Developing solid-state polymer electrolytes with both high voltage and ionic conductivity is essential for practical solid-state batteries. Poly(vinylidene fluoride) (PVDF)-based solid-state electrolytes are attractive for solid-state lithium metal batteries (LMBs). However, their high mesoscale heterogeneity induced by phase separation during electrolyte preparation leads to the formation of large PVDF spherulites. Herein, we demonstrate that the mesoscale heterogeneity causes the accumulation of Li⁺ on the surfaces of oversized PVDF spherulites. The large spherulites with low interface-bulk ratios greatly impede the efficient long-range Li⁺ conduction within the electrolyte.
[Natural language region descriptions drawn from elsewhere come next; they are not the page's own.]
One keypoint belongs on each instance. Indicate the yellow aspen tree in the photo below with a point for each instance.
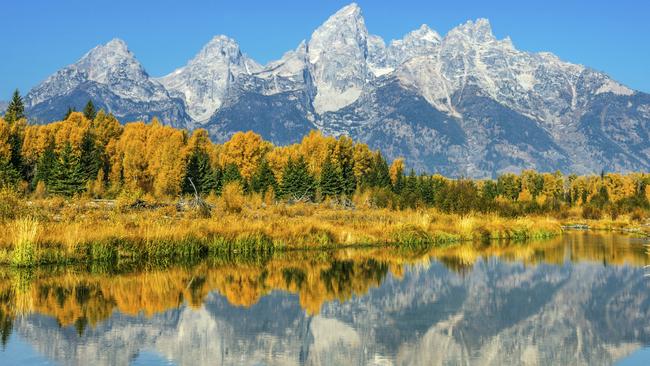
(396, 169)
(245, 150)
(5, 147)
(362, 157)
(279, 156)
(315, 147)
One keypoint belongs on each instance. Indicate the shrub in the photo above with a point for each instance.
(590, 212)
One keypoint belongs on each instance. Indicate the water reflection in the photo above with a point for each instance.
(580, 299)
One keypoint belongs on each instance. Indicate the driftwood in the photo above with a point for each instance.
(196, 203)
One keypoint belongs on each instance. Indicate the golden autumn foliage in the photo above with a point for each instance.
(245, 150)
(70, 294)
(5, 147)
(396, 169)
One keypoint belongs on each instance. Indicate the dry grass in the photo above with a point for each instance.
(25, 238)
(71, 226)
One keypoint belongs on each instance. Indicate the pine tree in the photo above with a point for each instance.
(9, 177)
(297, 182)
(90, 158)
(264, 179)
(331, 179)
(200, 172)
(45, 166)
(231, 174)
(16, 109)
(89, 111)
(67, 176)
(348, 181)
(379, 175)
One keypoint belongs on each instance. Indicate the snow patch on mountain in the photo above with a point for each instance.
(337, 51)
(204, 82)
(610, 86)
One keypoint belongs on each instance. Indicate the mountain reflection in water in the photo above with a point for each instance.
(579, 299)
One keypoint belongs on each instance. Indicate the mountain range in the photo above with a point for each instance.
(462, 104)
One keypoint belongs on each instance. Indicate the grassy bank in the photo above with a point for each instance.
(79, 231)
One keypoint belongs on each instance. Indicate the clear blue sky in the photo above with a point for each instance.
(38, 37)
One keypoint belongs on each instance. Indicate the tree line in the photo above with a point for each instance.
(92, 153)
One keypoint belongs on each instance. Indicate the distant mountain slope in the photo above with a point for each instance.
(464, 103)
(112, 77)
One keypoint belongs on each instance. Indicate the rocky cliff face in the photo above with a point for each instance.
(111, 76)
(465, 103)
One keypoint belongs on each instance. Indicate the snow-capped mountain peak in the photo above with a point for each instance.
(204, 82)
(463, 104)
(478, 31)
(113, 60)
(338, 50)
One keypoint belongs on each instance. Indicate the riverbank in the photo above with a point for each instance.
(56, 231)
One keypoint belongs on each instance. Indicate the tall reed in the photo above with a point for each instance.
(25, 235)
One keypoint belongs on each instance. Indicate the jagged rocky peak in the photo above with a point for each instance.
(478, 31)
(421, 42)
(204, 82)
(220, 49)
(109, 61)
(292, 64)
(338, 50)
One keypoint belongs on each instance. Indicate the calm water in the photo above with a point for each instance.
(581, 299)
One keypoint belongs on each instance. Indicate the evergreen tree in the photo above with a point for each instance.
(67, 178)
(90, 158)
(16, 109)
(44, 166)
(89, 110)
(231, 174)
(331, 179)
(201, 173)
(381, 172)
(9, 177)
(297, 182)
(264, 179)
(348, 181)
(399, 183)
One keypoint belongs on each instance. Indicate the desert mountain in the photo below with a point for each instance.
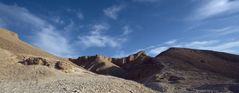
(10, 41)
(175, 70)
(26, 69)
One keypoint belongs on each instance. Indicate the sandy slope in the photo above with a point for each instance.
(19, 78)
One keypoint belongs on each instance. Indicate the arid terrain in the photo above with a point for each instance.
(26, 69)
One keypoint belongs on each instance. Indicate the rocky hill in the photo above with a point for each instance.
(26, 69)
(174, 70)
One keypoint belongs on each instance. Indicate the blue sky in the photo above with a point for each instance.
(72, 28)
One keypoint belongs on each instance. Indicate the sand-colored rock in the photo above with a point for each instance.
(25, 69)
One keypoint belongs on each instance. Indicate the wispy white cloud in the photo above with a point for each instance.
(45, 35)
(126, 30)
(170, 42)
(80, 15)
(113, 11)
(97, 38)
(216, 45)
(224, 30)
(151, 1)
(211, 8)
(53, 42)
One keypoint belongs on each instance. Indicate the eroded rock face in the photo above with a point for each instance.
(44, 62)
(133, 67)
(35, 61)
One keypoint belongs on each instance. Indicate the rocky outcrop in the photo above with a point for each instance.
(212, 61)
(133, 67)
(44, 62)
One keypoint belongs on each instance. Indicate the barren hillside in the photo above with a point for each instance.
(25, 69)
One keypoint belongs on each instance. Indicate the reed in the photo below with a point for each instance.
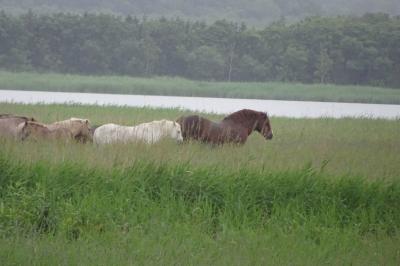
(183, 87)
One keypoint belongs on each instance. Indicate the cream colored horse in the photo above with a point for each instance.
(80, 128)
(147, 132)
(37, 131)
(9, 124)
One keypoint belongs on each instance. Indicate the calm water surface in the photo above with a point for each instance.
(297, 109)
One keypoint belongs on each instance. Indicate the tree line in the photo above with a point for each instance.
(258, 12)
(342, 50)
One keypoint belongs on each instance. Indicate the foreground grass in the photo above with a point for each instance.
(324, 191)
(183, 87)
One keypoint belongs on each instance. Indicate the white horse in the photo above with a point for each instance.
(147, 132)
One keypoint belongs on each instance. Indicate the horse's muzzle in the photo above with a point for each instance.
(269, 135)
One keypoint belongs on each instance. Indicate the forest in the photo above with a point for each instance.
(256, 12)
(361, 50)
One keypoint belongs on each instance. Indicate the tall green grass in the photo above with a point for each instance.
(183, 87)
(324, 191)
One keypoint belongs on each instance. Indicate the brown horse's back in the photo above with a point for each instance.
(9, 124)
(195, 127)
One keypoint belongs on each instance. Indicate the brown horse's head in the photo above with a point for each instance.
(264, 126)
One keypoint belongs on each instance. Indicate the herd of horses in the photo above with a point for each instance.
(234, 128)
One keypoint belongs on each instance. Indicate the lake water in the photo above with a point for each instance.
(297, 109)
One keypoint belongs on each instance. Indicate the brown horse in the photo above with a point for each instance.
(38, 131)
(80, 128)
(234, 128)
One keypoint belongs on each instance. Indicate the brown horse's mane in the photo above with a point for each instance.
(37, 124)
(16, 116)
(242, 116)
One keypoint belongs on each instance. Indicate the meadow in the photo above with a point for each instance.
(175, 86)
(323, 191)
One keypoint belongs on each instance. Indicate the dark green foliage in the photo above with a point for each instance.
(341, 50)
(253, 12)
(68, 197)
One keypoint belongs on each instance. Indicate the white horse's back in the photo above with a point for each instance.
(147, 132)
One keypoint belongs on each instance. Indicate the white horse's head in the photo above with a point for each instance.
(174, 130)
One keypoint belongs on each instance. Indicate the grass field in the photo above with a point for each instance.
(183, 87)
(323, 191)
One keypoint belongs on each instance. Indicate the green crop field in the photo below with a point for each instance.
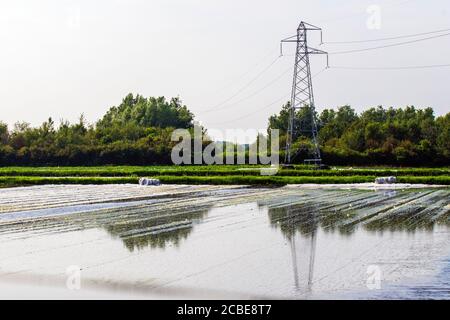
(218, 174)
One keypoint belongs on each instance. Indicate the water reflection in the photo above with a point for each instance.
(393, 211)
(148, 229)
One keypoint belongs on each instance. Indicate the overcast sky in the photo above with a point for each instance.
(61, 58)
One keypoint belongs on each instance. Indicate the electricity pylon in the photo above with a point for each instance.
(302, 90)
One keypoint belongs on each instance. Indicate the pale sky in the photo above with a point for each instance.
(61, 58)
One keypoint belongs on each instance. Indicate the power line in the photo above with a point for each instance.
(267, 106)
(252, 94)
(385, 39)
(249, 70)
(389, 45)
(392, 68)
(250, 114)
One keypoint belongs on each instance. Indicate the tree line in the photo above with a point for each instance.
(392, 136)
(138, 132)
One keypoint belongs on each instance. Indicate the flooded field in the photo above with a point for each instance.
(295, 242)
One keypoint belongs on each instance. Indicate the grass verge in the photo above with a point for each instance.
(10, 181)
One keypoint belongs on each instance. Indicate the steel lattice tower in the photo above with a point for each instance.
(302, 90)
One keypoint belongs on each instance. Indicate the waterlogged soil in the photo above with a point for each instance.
(295, 242)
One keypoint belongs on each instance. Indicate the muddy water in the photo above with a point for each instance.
(215, 242)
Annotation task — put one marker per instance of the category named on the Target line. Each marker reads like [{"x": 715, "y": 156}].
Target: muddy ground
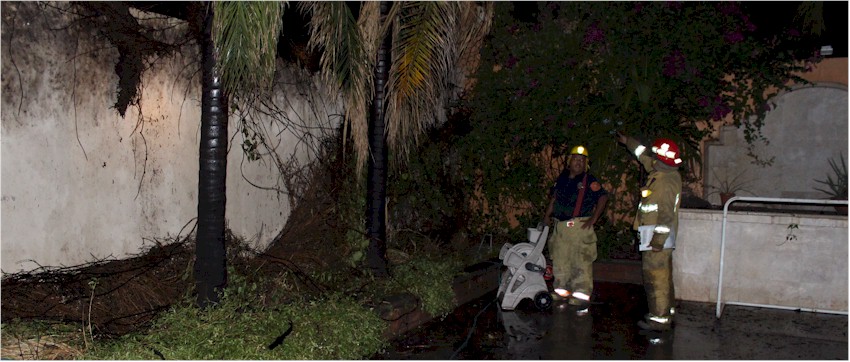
[{"x": 122, "y": 296}]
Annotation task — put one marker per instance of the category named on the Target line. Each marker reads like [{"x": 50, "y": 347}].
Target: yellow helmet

We propose an efficient strategy to regulate the geometric structure of PVDF spherulites by introducing the polyvinyl alcohol (PVA) coated dielectric SrTiO₃ (PVA@STO) as a nucleating agent in a PVDF-based electrolyte. The excellent interfacial compatibility of the PVA coating layer with PVDF facilitates the uniform dispersion of PVA@STO nano-fillers and regulates the nucleation to form abundant finer PVDF spherulites with more interfaces, thereby providing abundant Li⁺ transport pathways. Furthermore, the well-dispersed PVA@STO nano-fillers can effectively dissociate lithium salt to generate more mobile Li⁺ in the PVDF–PVA@STO electrolyte that exhibits a high ionic conductivity of 8.6 × 10⁻⁴ S cm⁻¹. The Li|PVDF–PVA@STO|NCM811 batteries demonstrate excellent high rate cycling performance, retaining 80.8% and 70.5% capacity after 2000 cycles at 5C and 10C, respectively. This work clearly demonstrates the significant effect of mesoscale structure regulation on a polymer structure for high-performance fast-charging solid-state lithium metal batteries.